Remotely Together: Coping with the New World Through Tech
Observations from our resident psychologist about interacting at a distance... Melanie shares how personality and tech knowledge influence our response to the pandemic, now that we’re all isolated at home.
It hasn’t even been a week since the world turned upside down.
Like most of us, I’ve been checking in with family and friends via technology since the pandemic changed things, maybe permanently. Unlike most of us, I’ve been a remote teleworker for 16 years and have rapidly come to appreciate all the ways I’ve adapted to that long road of working from (aka, being isolated at) home.
All of a sudden, I find myself in the unexpected role of helping colleagues and friends understand how to maintain ties to people through technology.
To be sure, there are lots of ways of coping with the newfound need to reach out and touch someone when you… can’t, exactly.
The way people cope?
Well, that has a lot to do with their personality, as well as their comfort with technology.
Because I’ve spent a great part of my career as a social-cognitive psychologist researching how people communicate with and through technology, it’s easy to see familiar patterns repeating themselves in even this, the most extraordinary of events.
Those who avoid technology are more likely to feel isolated and confused by their sudden physical restriction from the people they care about or briefly encounter. They’re unlikely to think about various technologies - including instant message, email, videoconferencing, phone calls - as simultaneous ways to maintain closeness and connection.
Even when they do use one of these channels effectively, their communication skills are likely to be automatic or comfortable only in that channel, as opposed to flipping back and forth between channels based on the type of message.
For example, conversation with my elderly parents is via phone only, with occasional long-form emails from them only to respond to mine, no matter how brief.
A quick text to check in? Out of the question.
Consumers who are confident with technology are using multiple channels of interaction and quickly adapt to their new social reality.
Consumers who are confident with technology are using multiple channels of interaction and quickly adapt to their new social reality. More than one of my 20- and 30-something colleagues are hosting remote parties on Google Hangouts, already. Of course, these same Confident technology personas find email a relic of the Stone Age, snark at anything other than Google-based document collaboration and are Slacking, tweeting and Instagramming their way through their days.
Even my ‘tweens are rocking their use of tech, barely missing a beat: FaceTiming with their crew on iPads, giving each other a load of grief, as they craft elaborate racetracks in Fortnite Creative Mode.
Oh, if only they could be back in school so my network could be stable again.
And then there are those I call the Optimistic tech consumers: they’re carefully branching into new forms of technology, prompted by the need to stay close to those they care about. Maybe they’ve opened Facetime or Googled to find out about this Whatsapp thing. It’s going to take a bit longer for Optimistics to hit their stride with new forms of interaction, since they aren’t as risk-taking as Confident people.
I’m personally Optimistic, veering toward Confident, and I’ve been continuing my daily dose of videoconferencing (jumping between Zoom and Google Hangouts), Whatsapps, email, Slack, collaborative design and documentation for work. I’ve even ventured back onto Facebook, after a self-imposed break for the last 3 years.
Instagram? No way. I ain’t venturing down that rabbit hole, thankyouverymuch.
Party on Google Hangouts? Never even occurred to me.
Walking three miles on my standup desk treadmill while I videoconference with colleagues in Dublin, Belfast, Philadelphia and Madrid? Same as any other day.

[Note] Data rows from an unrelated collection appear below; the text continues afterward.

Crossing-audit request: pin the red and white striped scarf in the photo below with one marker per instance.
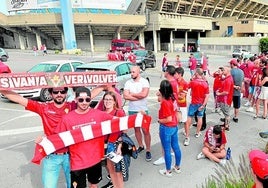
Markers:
(61, 140)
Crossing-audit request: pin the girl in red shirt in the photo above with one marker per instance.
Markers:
(168, 129)
(111, 107)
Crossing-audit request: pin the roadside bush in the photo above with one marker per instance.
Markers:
(231, 175)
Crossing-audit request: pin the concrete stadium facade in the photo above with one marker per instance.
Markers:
(161, 25)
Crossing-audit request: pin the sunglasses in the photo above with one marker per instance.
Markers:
(80, 100)
(61, 92)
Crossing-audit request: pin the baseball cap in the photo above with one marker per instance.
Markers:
(259, 163)
(233, 62)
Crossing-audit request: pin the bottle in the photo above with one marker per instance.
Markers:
(228, 153)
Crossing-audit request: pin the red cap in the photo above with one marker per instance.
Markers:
(233, 62)
(259, 163)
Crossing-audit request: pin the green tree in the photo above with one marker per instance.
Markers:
(264, 45)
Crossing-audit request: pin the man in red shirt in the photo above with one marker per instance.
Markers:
(225, 96)
(200, 94)
(50, 113)
(85, 157)
(192, 64)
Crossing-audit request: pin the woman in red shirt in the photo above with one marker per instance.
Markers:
(168, 129)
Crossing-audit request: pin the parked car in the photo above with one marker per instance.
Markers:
(241, 53)
(3, 55)
(125, 45)
(4, 68)
(42, 94)
(122, 69)
(145, 58)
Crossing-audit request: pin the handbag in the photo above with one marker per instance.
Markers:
(128, 146)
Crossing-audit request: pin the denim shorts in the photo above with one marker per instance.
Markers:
(193, 108)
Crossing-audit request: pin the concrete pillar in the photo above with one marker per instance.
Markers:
(22, 42)
(63, 40)
(186, 41)
(158, 42)
(38, 40)
(68, 24)
(171, 42)
(155, 41)
(91, 41)
(141, 39)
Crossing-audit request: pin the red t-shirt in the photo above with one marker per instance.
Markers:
(217, 81)
(114, 136)
(88, 153)
(256, 75)
(193, 63)
(168, 108)
(49, 113)
(174, 85)
(199, 90)
(182, 88)
(227, 86)
(164, 62)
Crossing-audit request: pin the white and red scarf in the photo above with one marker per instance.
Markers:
(61, 140)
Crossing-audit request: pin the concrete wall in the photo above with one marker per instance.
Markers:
(173, 21)
(225, 45)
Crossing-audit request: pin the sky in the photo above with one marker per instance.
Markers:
(3, 8)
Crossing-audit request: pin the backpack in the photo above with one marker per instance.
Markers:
(128, 146)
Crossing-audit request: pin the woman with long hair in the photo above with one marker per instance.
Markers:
(111, 107)
(168, 129)
(214, 145)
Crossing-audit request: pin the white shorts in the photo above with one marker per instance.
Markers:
(183, 111)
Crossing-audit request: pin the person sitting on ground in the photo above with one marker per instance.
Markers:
(259, 164)
(214, 145)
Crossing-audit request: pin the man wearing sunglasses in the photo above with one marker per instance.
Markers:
(85, 157)
(51, 114)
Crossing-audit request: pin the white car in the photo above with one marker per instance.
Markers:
(48, 66)
(241, 53)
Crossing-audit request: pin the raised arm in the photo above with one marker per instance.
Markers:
(11, 95)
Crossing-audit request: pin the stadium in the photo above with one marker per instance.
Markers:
(216, 26)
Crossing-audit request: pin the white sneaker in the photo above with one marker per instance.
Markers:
(159, 161)
(163, 172)
(247, 104)
(197, 135)
(177, 170)
(222, 162)
(249, 109)
(186, 141)
(200, 156)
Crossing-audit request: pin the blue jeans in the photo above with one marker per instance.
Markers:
(51, 170)
(170, 139)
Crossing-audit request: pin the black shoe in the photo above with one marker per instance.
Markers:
(235, 119)
(263, 134)
(108, 185)
(222, 119)
(140, 149)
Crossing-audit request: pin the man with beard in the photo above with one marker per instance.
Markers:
(51, 114)
(136, 91)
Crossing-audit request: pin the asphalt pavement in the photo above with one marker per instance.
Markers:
(18, 128)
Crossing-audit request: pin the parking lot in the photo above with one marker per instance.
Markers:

My husband, also Optimistic but leaning Avoidant, is back on Facebook again and has increased his check-in calls to his mom.
However, as his entire company simultaneously adapts to working outside the office, he’s still taking whatever teleconferences they manage to cobble together from his phone. No earphones.
In the living room.
Really? No earphones?
In contrast to my worklife, Slack and Hangouts are stocks he’s considered buying as the market crashes, not essential lifelines to his team. His work has become disjointed, confusing and much more slowly paced.
Connect early and often
As you and yours are learning (or relearning) how to stay connected, I’ll encourage you to reach out more often, more widely.
Yesterday, I Slacked one of my colleagues, just writing, “Hi, how ya doin?” We had a brief exchange and that was that.
Twenty four hours later, she Slacked me back: “Did you need something or just saying hi?”
“Just saying ‘hi’ :-),’ I wrote, “Hi again :-).”
She said I’d just made her day because the only reason she gets Slack messages is when someone needs something.
If ever there was a time to use technology to reach out to people you care about daily, in whatever way you can, it’s now.